The afterbirth had not yet come, and the umbilical cord was too short to reach. Fufi withdrew a knife and severed it before handing the infant, still sticky with birthing fluids, to its mother.
Tula stared down at her child. It made neither sound nor movement. “What is it?” she whispered, bringing the child to her breast, pushing it when it failed to respond. “What is wrong with him? Why does he not cry?”
Fufi did not answer. What could she say? She had born and birthed many children, and this was not the first time one had not had the breath to cry. Once the baby had been shocked into realizing it was no longer inside its mother, wailing always began, but today there had only been silence. There was only one ending to such births.
“You,” the queen hissed suddenly, lifting murderous eyes to Fufi. “You killed him!”
“No! No, my queen, I did not. He –”
“You killed my baby!”
“No, no – my queen –”
“Do something!” Tula screamed. “Bring him back! Bring him back to me!” She rocked the baby as well as she could, unable to sit up with him.
Fufi said nothing. She waited for the afterbirth and then knelt beside the queen’s bed.
At last, Tula spoke again. “You must not say anything,” she ordered, her voice as rough as rocks. “You must tell no one.”
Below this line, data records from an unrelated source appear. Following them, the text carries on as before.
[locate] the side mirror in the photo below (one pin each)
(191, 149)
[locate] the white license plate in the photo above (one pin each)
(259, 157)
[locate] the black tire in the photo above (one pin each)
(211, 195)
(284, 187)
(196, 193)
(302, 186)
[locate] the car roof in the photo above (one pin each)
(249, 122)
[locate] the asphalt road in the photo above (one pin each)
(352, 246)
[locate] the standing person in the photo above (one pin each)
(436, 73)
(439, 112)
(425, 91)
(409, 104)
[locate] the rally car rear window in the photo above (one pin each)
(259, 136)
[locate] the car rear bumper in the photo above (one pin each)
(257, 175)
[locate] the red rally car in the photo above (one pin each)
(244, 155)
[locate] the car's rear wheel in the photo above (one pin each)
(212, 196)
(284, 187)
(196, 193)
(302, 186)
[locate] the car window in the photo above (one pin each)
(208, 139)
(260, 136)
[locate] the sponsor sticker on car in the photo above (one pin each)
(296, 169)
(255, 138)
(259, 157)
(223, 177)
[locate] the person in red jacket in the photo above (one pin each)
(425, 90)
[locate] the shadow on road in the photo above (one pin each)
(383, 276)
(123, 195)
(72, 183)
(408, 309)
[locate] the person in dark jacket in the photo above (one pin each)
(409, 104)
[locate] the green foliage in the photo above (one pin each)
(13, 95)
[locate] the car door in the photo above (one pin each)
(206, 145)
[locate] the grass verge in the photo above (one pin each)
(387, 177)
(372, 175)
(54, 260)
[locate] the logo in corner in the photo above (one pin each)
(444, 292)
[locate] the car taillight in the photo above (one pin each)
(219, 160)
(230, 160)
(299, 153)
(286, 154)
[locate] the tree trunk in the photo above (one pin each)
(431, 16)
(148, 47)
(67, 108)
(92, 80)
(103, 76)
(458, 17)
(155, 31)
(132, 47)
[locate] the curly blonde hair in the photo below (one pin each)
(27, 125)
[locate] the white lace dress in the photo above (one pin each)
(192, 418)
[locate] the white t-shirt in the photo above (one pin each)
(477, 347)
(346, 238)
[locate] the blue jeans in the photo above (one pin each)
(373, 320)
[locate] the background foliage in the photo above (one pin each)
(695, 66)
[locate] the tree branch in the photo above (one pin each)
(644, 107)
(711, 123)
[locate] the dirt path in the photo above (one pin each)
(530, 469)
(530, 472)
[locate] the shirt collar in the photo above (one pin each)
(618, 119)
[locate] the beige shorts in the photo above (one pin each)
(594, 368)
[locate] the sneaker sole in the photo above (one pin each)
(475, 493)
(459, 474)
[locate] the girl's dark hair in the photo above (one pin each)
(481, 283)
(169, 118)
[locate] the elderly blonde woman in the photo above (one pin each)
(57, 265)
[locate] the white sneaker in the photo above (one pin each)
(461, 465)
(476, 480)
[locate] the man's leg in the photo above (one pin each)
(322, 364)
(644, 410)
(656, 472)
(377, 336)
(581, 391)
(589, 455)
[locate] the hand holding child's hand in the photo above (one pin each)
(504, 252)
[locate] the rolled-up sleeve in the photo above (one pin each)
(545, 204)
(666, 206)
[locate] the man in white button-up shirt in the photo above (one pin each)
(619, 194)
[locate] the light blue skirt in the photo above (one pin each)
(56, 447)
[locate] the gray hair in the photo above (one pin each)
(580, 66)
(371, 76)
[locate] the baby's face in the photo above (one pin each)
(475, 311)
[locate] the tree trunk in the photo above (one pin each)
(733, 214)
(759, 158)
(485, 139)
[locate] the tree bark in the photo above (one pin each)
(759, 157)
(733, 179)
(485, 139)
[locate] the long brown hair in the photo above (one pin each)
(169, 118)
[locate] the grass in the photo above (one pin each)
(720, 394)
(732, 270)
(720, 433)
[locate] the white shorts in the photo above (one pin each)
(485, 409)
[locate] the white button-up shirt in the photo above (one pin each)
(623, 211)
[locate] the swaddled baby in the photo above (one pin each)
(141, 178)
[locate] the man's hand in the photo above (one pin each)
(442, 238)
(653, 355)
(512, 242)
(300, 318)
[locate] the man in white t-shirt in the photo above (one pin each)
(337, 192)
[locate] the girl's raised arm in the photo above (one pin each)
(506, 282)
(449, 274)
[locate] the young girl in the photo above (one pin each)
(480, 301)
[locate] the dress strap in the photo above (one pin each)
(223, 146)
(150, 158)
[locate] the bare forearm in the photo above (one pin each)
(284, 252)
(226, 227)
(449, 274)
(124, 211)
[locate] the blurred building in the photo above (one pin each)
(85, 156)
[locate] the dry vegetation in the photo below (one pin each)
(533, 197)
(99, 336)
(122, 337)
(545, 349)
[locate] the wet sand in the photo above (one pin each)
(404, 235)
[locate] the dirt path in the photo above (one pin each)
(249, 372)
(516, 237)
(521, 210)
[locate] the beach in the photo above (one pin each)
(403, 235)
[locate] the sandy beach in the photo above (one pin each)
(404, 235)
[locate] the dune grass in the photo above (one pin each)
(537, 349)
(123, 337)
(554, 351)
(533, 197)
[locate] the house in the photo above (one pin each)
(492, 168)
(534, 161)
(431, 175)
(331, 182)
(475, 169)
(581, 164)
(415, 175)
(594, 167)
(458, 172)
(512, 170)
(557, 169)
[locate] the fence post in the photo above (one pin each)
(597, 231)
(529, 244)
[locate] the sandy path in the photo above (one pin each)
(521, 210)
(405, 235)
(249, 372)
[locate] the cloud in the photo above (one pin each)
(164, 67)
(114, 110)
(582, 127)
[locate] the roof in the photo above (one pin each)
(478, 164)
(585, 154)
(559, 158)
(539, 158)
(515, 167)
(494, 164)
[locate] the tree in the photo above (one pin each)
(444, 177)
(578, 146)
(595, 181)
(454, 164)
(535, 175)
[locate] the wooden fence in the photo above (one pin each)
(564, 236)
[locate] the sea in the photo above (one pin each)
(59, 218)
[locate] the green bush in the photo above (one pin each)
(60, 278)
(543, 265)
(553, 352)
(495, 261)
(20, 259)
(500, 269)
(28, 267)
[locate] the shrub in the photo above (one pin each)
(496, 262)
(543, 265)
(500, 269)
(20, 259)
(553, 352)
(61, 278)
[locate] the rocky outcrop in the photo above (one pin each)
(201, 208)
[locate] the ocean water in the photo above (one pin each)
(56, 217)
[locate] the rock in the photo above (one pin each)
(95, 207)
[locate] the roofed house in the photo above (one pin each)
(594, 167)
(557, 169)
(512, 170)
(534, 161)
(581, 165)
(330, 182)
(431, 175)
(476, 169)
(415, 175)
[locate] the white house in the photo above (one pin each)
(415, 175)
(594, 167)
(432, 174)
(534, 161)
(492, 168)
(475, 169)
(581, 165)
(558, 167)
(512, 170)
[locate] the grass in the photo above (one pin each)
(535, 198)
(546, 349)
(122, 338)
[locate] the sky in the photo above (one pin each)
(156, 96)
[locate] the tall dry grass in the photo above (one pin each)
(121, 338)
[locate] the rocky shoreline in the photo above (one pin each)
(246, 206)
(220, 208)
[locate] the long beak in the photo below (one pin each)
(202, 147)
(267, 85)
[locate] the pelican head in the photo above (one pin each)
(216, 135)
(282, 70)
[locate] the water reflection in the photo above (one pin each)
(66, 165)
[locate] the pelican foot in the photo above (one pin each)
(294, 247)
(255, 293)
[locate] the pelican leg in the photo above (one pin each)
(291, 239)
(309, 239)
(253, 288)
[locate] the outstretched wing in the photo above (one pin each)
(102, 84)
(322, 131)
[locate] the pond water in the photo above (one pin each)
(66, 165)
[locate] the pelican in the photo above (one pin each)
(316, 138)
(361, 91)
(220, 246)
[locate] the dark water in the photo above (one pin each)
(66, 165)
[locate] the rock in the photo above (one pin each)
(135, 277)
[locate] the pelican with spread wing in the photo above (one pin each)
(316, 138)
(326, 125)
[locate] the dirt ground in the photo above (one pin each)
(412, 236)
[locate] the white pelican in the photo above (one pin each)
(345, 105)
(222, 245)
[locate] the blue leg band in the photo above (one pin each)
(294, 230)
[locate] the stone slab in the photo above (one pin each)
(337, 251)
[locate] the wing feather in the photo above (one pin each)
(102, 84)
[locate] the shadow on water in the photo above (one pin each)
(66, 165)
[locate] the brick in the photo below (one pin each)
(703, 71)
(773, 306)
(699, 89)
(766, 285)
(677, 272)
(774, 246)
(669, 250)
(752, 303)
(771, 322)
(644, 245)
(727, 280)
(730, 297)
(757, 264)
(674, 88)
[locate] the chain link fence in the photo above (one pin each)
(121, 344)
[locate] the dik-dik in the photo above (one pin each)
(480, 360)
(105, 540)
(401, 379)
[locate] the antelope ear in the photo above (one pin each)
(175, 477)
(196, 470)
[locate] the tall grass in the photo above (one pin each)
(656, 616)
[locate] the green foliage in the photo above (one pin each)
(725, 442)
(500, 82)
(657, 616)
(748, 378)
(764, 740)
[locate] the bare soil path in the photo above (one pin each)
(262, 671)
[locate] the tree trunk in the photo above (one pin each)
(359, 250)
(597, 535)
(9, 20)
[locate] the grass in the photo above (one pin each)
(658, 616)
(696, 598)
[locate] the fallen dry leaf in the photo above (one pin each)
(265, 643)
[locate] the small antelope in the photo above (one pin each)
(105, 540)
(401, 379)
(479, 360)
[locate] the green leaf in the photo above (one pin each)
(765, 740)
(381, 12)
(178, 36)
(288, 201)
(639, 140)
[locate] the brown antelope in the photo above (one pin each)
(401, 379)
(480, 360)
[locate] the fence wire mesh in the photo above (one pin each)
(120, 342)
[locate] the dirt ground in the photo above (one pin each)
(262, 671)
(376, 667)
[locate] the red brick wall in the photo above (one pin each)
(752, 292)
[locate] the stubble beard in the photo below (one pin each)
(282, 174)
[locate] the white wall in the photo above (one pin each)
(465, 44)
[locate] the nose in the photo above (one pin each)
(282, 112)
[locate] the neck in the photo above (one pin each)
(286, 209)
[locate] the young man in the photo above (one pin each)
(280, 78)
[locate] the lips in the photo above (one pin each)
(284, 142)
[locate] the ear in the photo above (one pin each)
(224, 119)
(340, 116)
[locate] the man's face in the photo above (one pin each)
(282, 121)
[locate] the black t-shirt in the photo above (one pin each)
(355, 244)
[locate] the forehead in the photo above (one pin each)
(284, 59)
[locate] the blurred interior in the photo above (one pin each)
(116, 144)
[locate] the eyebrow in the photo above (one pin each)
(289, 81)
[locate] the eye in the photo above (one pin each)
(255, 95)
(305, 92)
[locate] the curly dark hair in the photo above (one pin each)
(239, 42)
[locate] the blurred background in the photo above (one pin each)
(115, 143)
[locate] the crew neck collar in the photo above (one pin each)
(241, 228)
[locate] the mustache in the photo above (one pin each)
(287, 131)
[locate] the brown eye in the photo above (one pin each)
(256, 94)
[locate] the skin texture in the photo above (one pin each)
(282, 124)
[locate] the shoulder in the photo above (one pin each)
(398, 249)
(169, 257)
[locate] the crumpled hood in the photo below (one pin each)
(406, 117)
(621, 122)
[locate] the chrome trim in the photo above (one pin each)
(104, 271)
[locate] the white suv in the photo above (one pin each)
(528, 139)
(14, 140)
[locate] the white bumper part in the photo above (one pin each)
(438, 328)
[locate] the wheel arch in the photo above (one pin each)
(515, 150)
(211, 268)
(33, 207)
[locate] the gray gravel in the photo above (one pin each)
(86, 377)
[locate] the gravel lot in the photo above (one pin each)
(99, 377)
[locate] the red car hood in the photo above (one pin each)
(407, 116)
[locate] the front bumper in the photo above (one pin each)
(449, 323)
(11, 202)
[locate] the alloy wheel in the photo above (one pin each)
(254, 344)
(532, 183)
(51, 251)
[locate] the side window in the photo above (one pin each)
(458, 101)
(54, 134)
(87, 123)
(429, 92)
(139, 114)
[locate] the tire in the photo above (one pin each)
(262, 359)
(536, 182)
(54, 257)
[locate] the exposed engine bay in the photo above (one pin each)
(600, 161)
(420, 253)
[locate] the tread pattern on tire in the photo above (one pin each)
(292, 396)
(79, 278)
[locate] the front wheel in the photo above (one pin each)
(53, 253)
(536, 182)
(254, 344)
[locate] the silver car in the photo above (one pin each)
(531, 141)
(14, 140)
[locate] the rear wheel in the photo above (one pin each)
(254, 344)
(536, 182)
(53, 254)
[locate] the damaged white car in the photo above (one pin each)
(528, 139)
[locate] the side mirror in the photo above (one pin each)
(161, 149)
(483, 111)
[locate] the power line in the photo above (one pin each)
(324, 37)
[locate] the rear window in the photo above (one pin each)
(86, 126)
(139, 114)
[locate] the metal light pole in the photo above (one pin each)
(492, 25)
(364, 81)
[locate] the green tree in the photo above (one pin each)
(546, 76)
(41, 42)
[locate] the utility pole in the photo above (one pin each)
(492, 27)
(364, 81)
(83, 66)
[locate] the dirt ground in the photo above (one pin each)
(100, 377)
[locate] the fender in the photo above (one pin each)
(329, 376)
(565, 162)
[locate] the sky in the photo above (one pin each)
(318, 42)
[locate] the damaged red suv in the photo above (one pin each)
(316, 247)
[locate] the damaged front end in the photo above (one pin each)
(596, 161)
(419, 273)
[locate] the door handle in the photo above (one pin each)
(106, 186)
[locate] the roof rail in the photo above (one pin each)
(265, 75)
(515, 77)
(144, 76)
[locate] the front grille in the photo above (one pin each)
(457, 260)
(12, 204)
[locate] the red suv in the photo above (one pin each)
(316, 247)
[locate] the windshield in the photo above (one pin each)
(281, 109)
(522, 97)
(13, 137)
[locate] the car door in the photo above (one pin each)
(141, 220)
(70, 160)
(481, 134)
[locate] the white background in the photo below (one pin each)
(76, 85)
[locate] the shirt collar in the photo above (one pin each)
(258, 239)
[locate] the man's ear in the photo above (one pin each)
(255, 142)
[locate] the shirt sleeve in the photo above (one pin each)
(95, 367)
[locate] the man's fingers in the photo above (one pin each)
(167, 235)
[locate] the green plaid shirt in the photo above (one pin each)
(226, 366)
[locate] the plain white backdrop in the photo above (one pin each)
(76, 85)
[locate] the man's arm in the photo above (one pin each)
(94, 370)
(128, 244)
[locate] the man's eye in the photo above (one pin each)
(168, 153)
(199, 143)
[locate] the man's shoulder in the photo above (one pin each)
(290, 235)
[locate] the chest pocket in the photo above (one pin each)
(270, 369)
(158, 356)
“I will tell no one,” Fufi vowed.
“You must not.”
There had to be some way to fix this.
“Put me down here,” Queen Tula ordered. The guards lowered her litter onto the bank. Mud and small pieces of debris covered the thick blades of grass. The windstorm had destroyed most of the standing growth and caused the river to flood. The queen’s litter sank a little, but not enough to spill mud over its sides.
Down by the bank, a few servants had gathered around a young maidservant who was joyfully beaming and laughing as she held her precious new gift. She had just given birth to a son of her own, one that was alive and well. The queen eyed the young woman bitterly for a moment before deliberately looking away from her.
Queen Tula cradled her deceased child wrapped in a bundle. She continued to rock it back and forth as she cooed with heartache seeping through her vocal cords. It had been less than twelve hours since the baby’s birth, but she knew she could not keep its death a secret much longer – not unless something was done.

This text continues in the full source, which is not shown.